Monday, 20 December 2010

HeavAANs above

What ho.  Without further ado, here are some amusingly appropriate names your ever-watchful-for-amusingly-appropriate-names correspondents have uncovered of late...

Politics is back in the news, so we begin with Tory budget slasher Kay Cutts,

Not to mention her pie-eyed comrade Mark Reckless,

Expert in non-verbal communication, the late Prof.

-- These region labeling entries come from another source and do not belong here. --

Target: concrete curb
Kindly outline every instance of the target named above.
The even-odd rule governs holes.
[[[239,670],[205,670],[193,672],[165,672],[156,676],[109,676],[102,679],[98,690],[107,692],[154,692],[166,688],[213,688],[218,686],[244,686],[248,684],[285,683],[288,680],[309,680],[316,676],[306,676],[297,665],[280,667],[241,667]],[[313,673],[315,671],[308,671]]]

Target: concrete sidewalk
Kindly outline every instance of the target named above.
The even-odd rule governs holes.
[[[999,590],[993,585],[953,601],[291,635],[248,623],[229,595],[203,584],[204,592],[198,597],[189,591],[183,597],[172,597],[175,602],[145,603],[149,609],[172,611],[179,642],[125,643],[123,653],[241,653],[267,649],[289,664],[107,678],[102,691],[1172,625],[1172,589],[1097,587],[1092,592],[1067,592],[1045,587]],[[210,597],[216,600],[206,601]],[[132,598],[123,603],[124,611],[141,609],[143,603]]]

R.L. Birdwhistell,

BP VP Ken "how'd you plug these oil" Wells,

Judge Price recently had cause to ask: "how much?"

Nuclear engineer Sue Ion,

Hot on her heels, theoretical astrophysicist Alan Heavens,

And journalist and non-observer of embargoes Jonathan Leake (doubly appropriate that one, as the story was about menstruation).

While we're on the subject of journalists, Samira Shackle wrote about child detention.

And here's a quango that has met an amusingly appropriate end:

"Chief Coroner of England and Wales/Chief Coroner’s Office (1 body)
No longer a statutory body - Abolish body and function."

The Chief Coroner is now 1 dead body.  Speaking of which, if you thought Philip Pagano died an amusingly appropriate death, Jimi Heselden didn't do a bad job of leaving the world feet-first either.